It actually can be a little disconcerting in the moment. You’re up there doing a creepy story of death and horrible mind-destroying forces, and the audience is laughing!


And that’s another big part of the equation. There’s an expectation at an improv show that it’s okay to react and laugh. I love that. I love that the audience doesn’t feel like they have to stifle their responses. They’ve come to have a good time, and they’re loose enough to laugh when they feel the urge.

Winning by Not Trying

Something we teach from the very beginning of level one is that you should never try to be funny. There are some super clever, quick-witted people out there, but I am not one of them. But by reacting realistically, being obvious, listening, and committing to my character and the presented situation, I can still make an audience laugh. The comedy will come out of the situation, out of the truth of the interactions, out of the unintentional mistakes that become gifts, out of the absurdity of existence. The fastest way to kill the comedy is to try to be funny.
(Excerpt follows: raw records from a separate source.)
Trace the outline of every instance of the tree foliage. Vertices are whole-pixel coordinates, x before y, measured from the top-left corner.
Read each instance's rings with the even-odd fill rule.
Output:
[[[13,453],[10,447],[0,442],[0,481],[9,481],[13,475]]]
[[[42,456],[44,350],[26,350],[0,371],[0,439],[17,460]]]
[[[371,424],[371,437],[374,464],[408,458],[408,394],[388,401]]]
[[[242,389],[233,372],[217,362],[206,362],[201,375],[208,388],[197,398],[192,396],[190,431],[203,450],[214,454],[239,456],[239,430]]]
If you sell out the reality of the scene for a laugh, the scene is over. You’ve broken the universe, and destroyed the trust of the audience.

I guess all of this is to say that while The Black Vault is a non-winking study in improvised horror, it is also hilarious. And that’s awesome.

The Black Vault runs on Saturdays at 8pm in September and October. Tickets are available online.

1 Comment

  1. Great mini-essay! Saw TBV for the first time tonight and was impressed with so much, including the great job the cast did of not letting incongruous laughter throw them off. Fantastic show! I’ll be there every Saturday as long as I’m in town.